España evacúa a un centenar de militares de Irak y acelera la salida del resto
España ha evacuado ya a un centenar de militares desplegados en Irak y espera completar en las próximas horas la salida de los cerca de 200 efectivos que aún permanecen en el país, en una operación marcada por la urgencia y la creciente inestabilidad en la región.
La ministra de Defensa, Margarita Robles, confirmó que los primeros evacuados —57 efectivos de operaciones especiales y 42 de la misión de la OTAN— ya se encuentran en Turquía tras una operación que calificó de “muy difícil” y condicionada por la evolución del conflicto.
Una evacuación en dos fases y bajo presión
La salida de los militares españoles se está realizando de forma escalonada. Tras la primera fase, en la que se ha logrado trasladar a un centenar de efectivos, el objetivo es evacuar al resto del contingente en cuanto se abra una “ventana de oportunidad” que garantice la seguridad del operativo.
Para ello, España ha desplegado medios aéreos —dos aviones A400M y un A330 del Ejército del Aire— ya posicionados en la zona, en coordinación con aliados internacionales.
La operación no está exenta de dificultades. Según explicó la propia ministra, algunos vuelos de evacuación de países aliados han tenido que abortarse antes de poder embarcar, reflejo del alto nivel de riesgo existente sobre el terreno.
El contexto: una región al borde de la escalada
La evacuación responde al deterioro acelerado de la seguridad en Irak, en el marco de la creciente tensión regional vinculada a la guerra entre Estados Unidos, Israel e Irán.
En las últimas semanas se han intensificado los ataques de milicias proiraníes contra bases y contingentes occidentales, lo que ha llevado incluso a la suspensión temporal de la misión de la OTAN en el país.
España, que cuenta con uno de los mayores contingentes dentro de esta misión internacional, ha optado por priorizar la seguridad de sus tropas ante la imposibilidad de mantener con normalidad las tareas de asesoramiento y formación a las fuerzas iraquíes.
Un despliegue clave en la lucha contra el terrorismo
Los militares españoles desplegados en Irak participan principalmente en dos operaciones:
- La misión de la OTAN en Irak (NMI), centrada en el asesoramiento institucional
- La operación internacional contra el Estado Islámico
Estas misiones tienen carácter no combatiente y buscan reforzar las capacidades de las fuerzas locales para evitar el resurgimiento del terrorismo yihadista.
Sin embargo, el deterioro de la seguridad ha hecho inviable continuar con estas labores en las condiciones actuales.
Coordinación internacional y carácter temporal
El repliegue español se enmarca en una decisión coordinada con aliados como Estados Unidos, Francia o Italia, que también han iniciado la evacuación de sus contingentes.
Aunque el Gobierno insiste en que se trata de una reubicación “temporal”, fuentes militares consideran que el regreso a corto plazo es poco probable si no mejora la situación sobre el terreno.
Preocupación extendida en la región
La crisis no se limita a Irak.
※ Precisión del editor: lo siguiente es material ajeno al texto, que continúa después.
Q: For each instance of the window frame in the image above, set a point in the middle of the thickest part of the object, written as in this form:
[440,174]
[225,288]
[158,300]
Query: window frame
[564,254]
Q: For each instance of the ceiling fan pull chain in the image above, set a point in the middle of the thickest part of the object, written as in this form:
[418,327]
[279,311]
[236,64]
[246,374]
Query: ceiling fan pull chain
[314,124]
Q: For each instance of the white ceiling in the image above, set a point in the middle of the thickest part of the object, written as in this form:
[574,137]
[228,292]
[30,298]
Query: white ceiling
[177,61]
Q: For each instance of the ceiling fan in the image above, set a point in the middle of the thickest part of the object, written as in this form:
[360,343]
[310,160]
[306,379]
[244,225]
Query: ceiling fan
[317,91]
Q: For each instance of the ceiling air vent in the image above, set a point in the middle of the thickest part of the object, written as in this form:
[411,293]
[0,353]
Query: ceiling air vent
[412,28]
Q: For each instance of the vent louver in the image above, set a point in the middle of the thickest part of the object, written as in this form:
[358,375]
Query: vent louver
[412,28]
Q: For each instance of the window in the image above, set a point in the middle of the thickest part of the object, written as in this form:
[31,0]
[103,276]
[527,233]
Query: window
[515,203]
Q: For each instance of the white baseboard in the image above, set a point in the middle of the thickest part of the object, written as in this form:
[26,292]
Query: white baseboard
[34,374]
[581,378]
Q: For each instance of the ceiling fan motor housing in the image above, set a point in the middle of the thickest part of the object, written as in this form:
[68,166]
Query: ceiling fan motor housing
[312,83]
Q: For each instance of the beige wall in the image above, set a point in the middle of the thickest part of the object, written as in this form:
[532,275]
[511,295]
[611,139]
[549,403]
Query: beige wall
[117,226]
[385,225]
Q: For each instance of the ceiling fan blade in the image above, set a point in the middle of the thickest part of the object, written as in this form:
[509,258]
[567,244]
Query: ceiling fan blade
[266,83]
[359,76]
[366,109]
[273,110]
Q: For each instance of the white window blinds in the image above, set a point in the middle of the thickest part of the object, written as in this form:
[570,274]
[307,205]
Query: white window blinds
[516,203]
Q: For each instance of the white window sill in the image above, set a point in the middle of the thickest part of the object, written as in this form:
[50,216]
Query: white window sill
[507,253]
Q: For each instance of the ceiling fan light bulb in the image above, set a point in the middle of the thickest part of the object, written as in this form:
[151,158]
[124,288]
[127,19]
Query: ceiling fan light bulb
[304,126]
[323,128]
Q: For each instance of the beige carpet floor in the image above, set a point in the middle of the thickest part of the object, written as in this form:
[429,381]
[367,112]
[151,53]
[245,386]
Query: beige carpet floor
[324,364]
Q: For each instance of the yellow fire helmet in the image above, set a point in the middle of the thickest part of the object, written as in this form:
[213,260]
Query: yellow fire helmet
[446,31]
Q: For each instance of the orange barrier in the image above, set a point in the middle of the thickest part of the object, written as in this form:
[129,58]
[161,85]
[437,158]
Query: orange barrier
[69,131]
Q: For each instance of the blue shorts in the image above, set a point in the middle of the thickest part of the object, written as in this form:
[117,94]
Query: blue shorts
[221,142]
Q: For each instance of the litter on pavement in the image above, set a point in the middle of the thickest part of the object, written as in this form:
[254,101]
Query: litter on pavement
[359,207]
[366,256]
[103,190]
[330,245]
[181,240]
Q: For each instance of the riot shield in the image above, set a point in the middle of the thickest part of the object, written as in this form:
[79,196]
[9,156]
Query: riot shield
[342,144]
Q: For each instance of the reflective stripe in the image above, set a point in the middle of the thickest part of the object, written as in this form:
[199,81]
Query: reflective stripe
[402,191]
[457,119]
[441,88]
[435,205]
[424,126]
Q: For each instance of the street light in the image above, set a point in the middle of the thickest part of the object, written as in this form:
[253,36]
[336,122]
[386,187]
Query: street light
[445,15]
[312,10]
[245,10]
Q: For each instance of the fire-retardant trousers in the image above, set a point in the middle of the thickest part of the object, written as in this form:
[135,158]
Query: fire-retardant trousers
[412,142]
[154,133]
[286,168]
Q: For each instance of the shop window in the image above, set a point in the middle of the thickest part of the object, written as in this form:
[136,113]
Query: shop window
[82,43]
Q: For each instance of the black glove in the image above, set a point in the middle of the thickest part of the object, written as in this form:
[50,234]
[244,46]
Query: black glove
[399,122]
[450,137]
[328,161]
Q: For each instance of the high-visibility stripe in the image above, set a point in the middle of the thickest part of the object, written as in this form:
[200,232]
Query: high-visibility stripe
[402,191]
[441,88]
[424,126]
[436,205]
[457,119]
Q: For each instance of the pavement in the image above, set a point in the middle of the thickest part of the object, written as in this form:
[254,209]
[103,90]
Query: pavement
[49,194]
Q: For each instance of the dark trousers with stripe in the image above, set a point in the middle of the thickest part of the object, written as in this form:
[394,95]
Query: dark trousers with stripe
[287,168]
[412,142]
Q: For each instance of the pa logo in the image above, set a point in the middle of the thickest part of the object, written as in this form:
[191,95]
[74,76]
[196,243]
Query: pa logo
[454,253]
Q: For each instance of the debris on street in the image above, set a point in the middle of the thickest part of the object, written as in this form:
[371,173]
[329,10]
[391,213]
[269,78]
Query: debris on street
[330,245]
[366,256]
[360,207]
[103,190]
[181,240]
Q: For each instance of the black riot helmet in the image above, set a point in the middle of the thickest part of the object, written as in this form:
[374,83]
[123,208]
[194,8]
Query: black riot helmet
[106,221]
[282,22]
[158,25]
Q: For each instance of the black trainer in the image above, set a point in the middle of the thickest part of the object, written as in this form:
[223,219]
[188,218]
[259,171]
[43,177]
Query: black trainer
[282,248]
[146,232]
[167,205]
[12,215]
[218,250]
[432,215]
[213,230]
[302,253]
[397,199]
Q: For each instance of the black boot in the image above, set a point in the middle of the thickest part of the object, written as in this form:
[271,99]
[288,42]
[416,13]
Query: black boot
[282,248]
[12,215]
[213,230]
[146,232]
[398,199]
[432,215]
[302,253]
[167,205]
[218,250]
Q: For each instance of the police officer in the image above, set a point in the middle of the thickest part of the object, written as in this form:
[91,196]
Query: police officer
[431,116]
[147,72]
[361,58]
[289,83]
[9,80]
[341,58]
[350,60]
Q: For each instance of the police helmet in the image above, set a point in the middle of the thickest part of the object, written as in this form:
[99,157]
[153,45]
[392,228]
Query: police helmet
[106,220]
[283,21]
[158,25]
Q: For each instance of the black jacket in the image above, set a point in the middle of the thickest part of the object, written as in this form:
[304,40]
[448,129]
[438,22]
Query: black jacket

El Ejecutivo sigue con atención otros escenarios sensibles, como Líbano, donde España mantiene un importante contingente en misión de paz de Naciones Unidas.
En este contexto, Defensa ha trasladado un mensaje de tranquilidad a las familias de los militares, subrayando que se están adoptando todas las medidas de seguridad necesarias durante la evacuación.
Un repliegue marcado por la incertidumbre
La evacuación de los militares españoles refleja el impacto directo que la escalada en Oriente Próximo está teniendo sobre las misiones internacionales.
Más allá de la operación en sí, el movimiento plantea interrogantes sobre el futuro de la presencia internacional en Irak y sobre la estabilidad de una región que vuelve a situarse en el centro de la tensión global.
Por ahora, la prioridad es clara: sacar a las tropas con seguridad. El siguiente paso dependerá de la evolución de un conflicto que, lejos de estabilizarse, sigue ampliando su alcance.